For some users, cutting CO2 emissions is also a goal, like the University of Genoa in Savona, Italy, where Siemens helped shape a microgrid based on solar power and micro-gas turbines. The Savona microgrid delivers 250 kW of power and 300 kW of heating for its 40,000 students, and this is viewed as a pilot for an expanded version for the surrounding green-minded city. Such combined heat and power (CHP) or combined cooling, heat, and power (CCHP) features are a common way to achieve still greater efficiency within microgrids.
In the booming US market, demand is driven more by reliability issues. Hurricane Sandy in 2012 left many New Yorkers without power for two weeks, a reminder that a big grid is not necessarily a safe one – and concerns relate to malicious attacks as well as natural disasters. Microgrids enjoy the option to disconnect temporarily from the main grid if outages threaten, or indeed can remain permanently as separate “islands.” At the same time, if its own generation were to fail, a connected microgrid has the option of drawing on the main grid as backup.
Major industrial endeavours, such as mines and chemical plants in Latin America for example, are attracted by cost reduction, as electricity can account for a tenth of the value of mined commodities. But they are also drawn by microgrids’ “power quality,” voltage, and frequency levels that will not vary because of wider system disturbance.
Siemens Digital Grid
Siemens Digital Grid delivers a range of software and services to help microgrids achieve these benefits, each modular and scalable according to customer needs. The SICAM Microgrid automated control system can check the status of local assets and the wider grid, using a rule-based algorithm to connect or disconnect. The more complex Spectrum SP7 MGMS management system can also take account of future load and weather forecasts to optimize in real time the energy dispatch and can interact with wholesale power markets to maximize economic return or minimize CO2 emission over a longer term.
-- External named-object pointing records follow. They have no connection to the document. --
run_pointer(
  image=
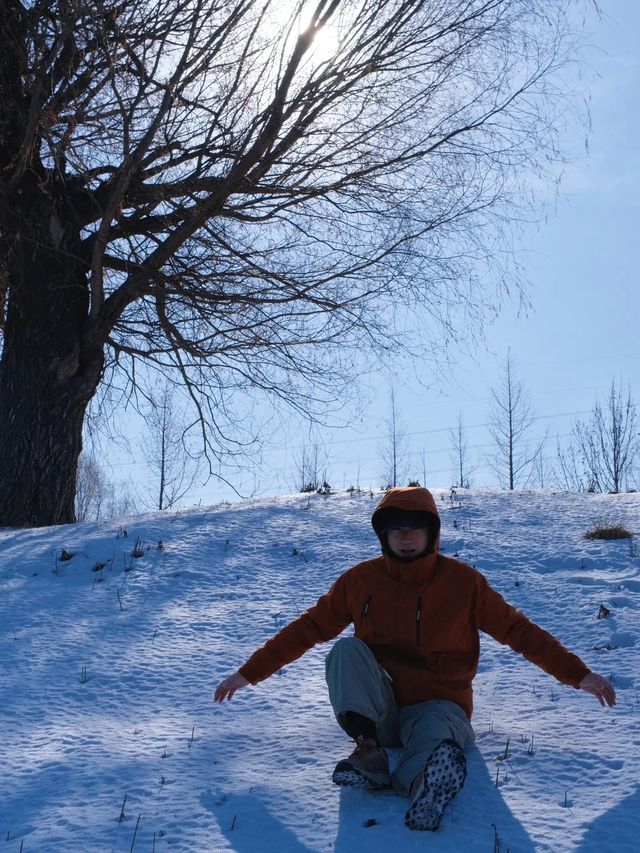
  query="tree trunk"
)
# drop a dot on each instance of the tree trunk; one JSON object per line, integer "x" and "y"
{"x": 50, "y": 367}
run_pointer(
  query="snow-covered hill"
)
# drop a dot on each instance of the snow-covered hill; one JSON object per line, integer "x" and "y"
{"x": 110, "y": 740}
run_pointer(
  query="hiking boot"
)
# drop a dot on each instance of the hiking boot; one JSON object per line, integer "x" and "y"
{"x": 434, "y": 788}
{"x": 367, "y": 767}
Naturally, linkage with the power system hardware and integration of equipment from other Siemens’ divisions is smooth. In another project, residential customers in a district in Bristol, UK, were supplied with SoLa energy storage linked to rooftop PV panels. This increased the microgrid’s resilience, cut costs, and delivered greater efficiency. In the next phase, Siemens will also work with largescale buildings to optimize energy efficiency.
Constantin Ginet, Siemens’ head of Microgrids global unit, explains that “we can demonstrate to our customers what their payback will be, and therefore what is the added value of having a microgrid.” He stresses the importance of understanding the as-is situation of a potential customer before laying out future scenarios. If they decide to develop a microgrid, customers can also choose between making their own capital investment or taking advantage of Siemens’ experience in financing models. Constantin Ginet sums up: “Our offering, made up of consulting, core microgrid products such as control systems and storage, access to partners, and financing models is a complete solution to the market.” As this rapidly expanding market segment testifies, Siemens is on trend with microgrids.